LESUNG (sv/​rz). Der Feuilleton-​Experte mit Gmünder Wurzeln wird dabei sein neues Buch „Meine Theatergeschichte – Parkett, Reihe 6, Mitte“ vorstellen.
„Eine Premiere ohne Stadelmaier ist keine Premiere“, urteilt Regisseur Peter Zadek über Gerhard Stadelmaier. Und die Zeitung „die Welt“ schrieb vor einigen Tagen über den Kollegen: „Er ist der berühmteste und meistgehasste Theaterkritiker deutscher Sprache: Viel bewundert und viel gescholten.“
Mit spitzer Feder begleitet er nicht nur die Wechselfälle des Kulturlebens; zu den heißen Diskussionen um das Projekt Stuttgart 21 beschäftigte er sich jetzt beispielsweise mit „Stuttgart als geistige Lebensform“ und mahnt mit Blick auf das Leuze-​Bad-​Bürgertum: „Völker der Welt, schaut auf diese Stadt – aber bringt eure Badehosen mit! Und wer nur Bahnhof, noch dazu Bahnhof 21 versteht, hat nichts verstanden. Hier sprudelt der Protest an den Mineralquellen des Bürgertums.“
1950 in Stuttgart geboren, wuchs der Journalist in Schwäbisch Gmünd auf und schrieb hier auch während seines Studiums der Germanistik und Geschichte in Tübingen zu Beginn der 70er-​Jahre Theaterrezensionen für die Rems-​Zeitung. Nach seinem Volontariat bei der Stuttgarter Zeitung war er dort auch als Feuilletonredakteur und Theaterkritik angestellt; heute zeichnet der in Bad Nauheim lebende, profilierte Theaterprofi im Feuilleton der FAZ für das Theaterressort verantwortlich.

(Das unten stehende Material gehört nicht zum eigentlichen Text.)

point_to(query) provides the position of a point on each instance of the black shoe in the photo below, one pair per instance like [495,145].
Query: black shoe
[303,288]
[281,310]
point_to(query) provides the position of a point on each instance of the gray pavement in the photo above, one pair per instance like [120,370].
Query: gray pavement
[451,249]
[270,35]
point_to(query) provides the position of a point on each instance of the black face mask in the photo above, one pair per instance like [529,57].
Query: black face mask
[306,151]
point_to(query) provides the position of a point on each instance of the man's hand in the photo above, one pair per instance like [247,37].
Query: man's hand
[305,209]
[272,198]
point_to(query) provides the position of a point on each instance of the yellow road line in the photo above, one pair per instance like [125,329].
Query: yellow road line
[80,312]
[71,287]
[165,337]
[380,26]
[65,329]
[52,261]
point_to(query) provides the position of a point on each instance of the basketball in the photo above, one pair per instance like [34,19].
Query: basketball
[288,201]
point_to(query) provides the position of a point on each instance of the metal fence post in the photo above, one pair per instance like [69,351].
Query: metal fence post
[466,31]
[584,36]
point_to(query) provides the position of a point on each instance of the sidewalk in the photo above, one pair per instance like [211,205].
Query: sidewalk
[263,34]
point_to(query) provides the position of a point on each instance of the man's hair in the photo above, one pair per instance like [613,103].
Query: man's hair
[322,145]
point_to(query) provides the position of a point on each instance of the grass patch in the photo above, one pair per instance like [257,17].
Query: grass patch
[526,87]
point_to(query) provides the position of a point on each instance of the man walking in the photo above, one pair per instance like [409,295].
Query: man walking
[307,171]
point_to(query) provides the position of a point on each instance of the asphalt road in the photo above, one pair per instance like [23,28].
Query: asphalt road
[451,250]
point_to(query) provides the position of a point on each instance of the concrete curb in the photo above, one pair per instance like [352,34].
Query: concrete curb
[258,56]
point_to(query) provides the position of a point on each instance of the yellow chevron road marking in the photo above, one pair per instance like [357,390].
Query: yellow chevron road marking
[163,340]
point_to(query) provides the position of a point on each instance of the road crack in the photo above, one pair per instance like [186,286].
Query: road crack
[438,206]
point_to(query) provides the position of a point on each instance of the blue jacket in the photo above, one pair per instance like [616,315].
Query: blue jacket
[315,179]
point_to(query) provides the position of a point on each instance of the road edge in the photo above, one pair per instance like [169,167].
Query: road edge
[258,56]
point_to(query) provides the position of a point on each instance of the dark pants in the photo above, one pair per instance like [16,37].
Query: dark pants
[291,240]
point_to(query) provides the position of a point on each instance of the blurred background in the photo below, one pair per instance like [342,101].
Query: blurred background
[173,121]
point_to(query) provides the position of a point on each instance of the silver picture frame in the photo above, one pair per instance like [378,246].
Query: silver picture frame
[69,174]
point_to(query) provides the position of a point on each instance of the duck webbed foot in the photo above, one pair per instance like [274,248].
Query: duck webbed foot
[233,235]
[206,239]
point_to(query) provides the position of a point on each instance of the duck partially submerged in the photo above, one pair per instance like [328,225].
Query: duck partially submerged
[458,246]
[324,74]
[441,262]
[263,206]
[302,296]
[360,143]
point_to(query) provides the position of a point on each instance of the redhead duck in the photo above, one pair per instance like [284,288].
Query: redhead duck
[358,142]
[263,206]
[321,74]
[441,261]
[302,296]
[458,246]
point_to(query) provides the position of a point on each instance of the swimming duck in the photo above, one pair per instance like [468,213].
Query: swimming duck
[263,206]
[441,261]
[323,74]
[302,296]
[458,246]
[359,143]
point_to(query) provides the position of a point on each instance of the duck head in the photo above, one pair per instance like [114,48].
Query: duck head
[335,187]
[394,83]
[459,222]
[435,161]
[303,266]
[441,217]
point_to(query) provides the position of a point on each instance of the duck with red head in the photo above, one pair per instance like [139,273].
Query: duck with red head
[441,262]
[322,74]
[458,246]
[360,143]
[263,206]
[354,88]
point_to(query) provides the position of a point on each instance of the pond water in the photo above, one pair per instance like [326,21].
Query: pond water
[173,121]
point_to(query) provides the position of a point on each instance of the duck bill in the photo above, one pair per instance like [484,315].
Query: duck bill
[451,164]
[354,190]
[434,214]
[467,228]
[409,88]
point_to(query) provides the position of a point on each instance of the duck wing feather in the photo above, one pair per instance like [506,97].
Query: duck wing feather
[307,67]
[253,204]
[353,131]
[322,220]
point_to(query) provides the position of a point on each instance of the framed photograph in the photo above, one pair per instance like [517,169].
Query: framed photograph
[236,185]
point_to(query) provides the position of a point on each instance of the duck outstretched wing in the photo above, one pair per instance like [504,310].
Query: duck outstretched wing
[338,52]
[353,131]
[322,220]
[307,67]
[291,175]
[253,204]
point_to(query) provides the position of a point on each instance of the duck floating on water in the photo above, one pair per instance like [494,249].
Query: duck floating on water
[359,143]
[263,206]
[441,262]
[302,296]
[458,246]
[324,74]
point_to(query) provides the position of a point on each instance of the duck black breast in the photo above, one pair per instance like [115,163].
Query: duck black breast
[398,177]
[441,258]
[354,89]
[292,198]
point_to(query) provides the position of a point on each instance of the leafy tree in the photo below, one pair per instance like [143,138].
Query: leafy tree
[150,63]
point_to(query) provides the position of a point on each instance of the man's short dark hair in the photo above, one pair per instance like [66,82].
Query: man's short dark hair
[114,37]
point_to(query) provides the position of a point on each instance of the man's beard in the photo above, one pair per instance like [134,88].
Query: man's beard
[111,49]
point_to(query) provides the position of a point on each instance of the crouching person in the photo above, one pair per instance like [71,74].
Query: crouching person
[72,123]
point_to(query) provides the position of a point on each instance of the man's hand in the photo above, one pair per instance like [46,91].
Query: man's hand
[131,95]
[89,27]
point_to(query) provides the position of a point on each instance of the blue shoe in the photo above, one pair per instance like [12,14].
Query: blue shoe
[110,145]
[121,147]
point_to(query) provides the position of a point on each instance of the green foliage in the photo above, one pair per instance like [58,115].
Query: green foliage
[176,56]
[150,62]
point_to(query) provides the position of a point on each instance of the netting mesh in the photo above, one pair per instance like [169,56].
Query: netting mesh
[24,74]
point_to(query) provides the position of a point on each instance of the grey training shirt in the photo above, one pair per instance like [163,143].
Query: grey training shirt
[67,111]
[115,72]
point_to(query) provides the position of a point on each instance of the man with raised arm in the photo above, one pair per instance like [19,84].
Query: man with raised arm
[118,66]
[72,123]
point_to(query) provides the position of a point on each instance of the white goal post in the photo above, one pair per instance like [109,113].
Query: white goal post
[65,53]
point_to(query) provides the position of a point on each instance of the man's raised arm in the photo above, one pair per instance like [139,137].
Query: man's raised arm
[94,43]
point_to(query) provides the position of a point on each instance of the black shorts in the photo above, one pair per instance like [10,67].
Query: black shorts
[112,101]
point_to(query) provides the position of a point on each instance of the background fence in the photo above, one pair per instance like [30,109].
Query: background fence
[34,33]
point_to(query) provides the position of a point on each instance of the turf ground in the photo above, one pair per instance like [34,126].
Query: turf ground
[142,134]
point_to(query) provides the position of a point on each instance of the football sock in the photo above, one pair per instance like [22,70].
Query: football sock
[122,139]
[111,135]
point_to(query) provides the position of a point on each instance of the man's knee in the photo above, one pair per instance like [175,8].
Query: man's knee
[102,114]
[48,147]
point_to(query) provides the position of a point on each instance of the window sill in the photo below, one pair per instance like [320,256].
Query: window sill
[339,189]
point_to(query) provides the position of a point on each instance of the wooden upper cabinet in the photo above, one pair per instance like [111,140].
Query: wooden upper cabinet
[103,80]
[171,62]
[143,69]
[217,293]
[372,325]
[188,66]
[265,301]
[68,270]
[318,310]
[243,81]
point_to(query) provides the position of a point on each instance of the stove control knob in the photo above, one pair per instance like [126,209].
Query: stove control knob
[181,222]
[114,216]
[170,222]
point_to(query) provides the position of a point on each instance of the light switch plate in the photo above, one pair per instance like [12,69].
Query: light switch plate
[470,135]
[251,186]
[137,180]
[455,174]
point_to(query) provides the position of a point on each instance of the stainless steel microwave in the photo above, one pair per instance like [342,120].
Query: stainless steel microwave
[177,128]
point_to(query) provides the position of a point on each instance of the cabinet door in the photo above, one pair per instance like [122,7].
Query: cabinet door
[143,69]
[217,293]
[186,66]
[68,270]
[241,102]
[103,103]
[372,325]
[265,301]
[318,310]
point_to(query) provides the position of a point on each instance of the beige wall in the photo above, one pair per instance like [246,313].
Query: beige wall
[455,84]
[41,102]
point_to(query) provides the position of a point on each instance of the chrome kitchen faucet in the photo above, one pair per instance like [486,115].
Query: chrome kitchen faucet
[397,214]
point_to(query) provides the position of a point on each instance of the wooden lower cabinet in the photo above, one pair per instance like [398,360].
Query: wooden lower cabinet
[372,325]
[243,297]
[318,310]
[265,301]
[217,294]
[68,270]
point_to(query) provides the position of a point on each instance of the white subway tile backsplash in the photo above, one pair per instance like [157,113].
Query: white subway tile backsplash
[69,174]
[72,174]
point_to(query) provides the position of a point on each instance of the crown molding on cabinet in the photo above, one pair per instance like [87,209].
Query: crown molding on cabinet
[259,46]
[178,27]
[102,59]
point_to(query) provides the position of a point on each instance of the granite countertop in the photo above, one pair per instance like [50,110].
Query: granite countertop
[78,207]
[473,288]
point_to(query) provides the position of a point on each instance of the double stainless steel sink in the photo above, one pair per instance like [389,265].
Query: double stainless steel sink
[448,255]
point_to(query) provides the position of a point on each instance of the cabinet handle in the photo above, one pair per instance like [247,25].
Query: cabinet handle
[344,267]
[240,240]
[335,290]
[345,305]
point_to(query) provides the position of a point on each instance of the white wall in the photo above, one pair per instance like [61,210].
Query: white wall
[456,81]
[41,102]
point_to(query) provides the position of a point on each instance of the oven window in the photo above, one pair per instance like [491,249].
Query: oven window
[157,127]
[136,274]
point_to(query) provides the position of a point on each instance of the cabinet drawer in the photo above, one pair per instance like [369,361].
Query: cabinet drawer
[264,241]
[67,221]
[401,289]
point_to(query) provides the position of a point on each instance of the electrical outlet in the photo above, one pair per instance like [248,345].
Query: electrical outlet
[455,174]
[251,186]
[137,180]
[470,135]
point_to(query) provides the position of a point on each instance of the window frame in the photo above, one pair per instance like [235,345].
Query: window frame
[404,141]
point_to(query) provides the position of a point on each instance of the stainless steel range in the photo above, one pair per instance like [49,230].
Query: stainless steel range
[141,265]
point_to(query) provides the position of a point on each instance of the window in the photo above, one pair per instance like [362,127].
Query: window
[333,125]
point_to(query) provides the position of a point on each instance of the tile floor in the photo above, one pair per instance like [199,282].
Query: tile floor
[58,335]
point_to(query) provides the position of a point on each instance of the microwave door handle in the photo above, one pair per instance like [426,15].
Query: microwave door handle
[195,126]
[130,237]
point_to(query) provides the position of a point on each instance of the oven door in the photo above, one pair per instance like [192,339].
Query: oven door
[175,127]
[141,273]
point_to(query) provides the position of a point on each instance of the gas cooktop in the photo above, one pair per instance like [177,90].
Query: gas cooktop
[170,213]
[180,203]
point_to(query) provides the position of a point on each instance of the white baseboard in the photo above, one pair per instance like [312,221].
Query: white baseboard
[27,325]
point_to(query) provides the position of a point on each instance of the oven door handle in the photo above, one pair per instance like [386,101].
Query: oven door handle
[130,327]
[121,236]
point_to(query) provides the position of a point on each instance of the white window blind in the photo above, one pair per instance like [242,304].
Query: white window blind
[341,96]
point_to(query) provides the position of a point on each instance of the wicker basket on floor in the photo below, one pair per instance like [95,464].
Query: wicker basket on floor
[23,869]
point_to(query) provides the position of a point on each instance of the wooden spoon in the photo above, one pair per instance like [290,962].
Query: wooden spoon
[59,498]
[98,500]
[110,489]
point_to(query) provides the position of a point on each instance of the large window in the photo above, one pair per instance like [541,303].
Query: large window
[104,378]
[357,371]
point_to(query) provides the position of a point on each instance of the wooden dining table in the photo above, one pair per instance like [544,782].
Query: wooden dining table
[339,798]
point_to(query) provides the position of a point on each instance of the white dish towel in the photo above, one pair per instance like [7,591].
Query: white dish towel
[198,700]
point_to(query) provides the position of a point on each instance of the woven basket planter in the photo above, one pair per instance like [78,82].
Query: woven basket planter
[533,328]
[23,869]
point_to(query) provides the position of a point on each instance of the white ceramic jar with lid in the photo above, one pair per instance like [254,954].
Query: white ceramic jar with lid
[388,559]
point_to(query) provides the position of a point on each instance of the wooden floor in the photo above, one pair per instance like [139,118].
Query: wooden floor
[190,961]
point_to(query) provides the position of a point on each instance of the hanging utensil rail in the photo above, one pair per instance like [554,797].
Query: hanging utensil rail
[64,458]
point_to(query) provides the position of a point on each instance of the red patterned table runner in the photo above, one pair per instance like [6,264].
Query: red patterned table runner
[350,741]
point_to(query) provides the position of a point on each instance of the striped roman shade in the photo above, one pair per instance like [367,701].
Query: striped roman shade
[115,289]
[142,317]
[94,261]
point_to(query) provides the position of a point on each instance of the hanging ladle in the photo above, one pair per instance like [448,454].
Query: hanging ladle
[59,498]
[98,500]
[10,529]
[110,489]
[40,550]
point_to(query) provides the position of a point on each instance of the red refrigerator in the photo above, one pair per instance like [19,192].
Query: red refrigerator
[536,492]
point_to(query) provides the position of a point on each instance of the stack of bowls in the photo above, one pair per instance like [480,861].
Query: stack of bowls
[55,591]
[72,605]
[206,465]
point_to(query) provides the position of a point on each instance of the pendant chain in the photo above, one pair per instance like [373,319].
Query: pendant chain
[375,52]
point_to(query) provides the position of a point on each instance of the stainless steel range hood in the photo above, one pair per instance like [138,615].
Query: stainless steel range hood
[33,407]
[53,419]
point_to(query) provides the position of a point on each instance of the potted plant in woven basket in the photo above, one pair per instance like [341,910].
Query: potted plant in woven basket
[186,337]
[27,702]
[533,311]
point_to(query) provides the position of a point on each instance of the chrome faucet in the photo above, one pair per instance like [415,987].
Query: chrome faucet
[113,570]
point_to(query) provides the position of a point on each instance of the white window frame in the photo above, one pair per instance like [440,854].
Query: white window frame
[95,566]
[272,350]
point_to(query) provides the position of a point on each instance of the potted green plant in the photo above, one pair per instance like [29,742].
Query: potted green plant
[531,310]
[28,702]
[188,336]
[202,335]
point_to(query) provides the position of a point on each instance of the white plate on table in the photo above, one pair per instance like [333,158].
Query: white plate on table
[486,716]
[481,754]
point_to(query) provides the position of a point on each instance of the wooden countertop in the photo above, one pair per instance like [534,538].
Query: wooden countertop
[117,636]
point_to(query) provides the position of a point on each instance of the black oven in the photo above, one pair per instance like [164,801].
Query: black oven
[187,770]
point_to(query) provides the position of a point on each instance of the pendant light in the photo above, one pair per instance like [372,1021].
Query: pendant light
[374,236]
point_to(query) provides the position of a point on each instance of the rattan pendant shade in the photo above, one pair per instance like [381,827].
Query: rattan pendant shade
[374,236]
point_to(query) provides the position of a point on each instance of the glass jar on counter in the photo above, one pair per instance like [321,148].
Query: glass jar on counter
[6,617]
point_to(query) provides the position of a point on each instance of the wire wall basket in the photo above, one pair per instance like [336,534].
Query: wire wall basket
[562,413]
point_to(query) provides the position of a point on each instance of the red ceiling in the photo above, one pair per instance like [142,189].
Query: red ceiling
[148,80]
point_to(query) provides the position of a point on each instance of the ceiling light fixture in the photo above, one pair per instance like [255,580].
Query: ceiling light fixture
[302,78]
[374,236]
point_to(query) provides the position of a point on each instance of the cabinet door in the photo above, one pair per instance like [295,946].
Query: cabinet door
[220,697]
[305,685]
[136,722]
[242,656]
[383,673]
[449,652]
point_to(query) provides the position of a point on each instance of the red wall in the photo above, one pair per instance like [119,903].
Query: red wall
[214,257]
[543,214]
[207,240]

Seit mehr als zwei Jahrzehnten zählt Gerhard Stadelmaier zu den maßgeblichen und polarisierenden Vertretern seiner Zunft. Aufsehen erregte die Premiere des Stücks „Das große Massakerspiel oder Triumph des Todes“ von Eugène Ionesco im Februar 2006, in welcher der Schauspieler Thomas Lawinsky Stadelmaier den Notizblock wegnahm, der FAZ–Theaterkritiker daraufhin die Aufführung verließ – und hinterher einen empörten Bericht darüber in seiner Zeitung verfasste.
Die heftigen Auseinandersetzungen Stadelmaiers mit dem „Stückezerstörungstheater“ à la Frank Castorf und der Unart, Romane und Filme zu bearbeiten, statt neue Stücke zu spielen, bestimmen die Diskussionen um das Ach und Weh von Inszenierung und darstellerischer Kraft genauso wie die Zuneigung zu seinen Regiefavoriten Andrea Breth, Luc Bondy, Peter Zadek oder Patrice Chéreau. In seinem Buch führt er den Leser durch einen großen Theater-​Zeitroman, geleitet ihn von „Ausgespielten“ zu „Immer-​wieder Gespielten“, von „Deutschen Szenen“ zu „Gegenwartsgespenstern“ sowie „kriminellen Klassikern“ und zeigt ihm zur Erholung „Liebesspiele“. Auf diese Weise ist eine große Theatergeschichte der Jahrtausendwende entstanden – erlebt, ertragen, überstanden und aufgeschrieben an seinem bevorzugten Platz: Parkett, Reihe 6, Mitte.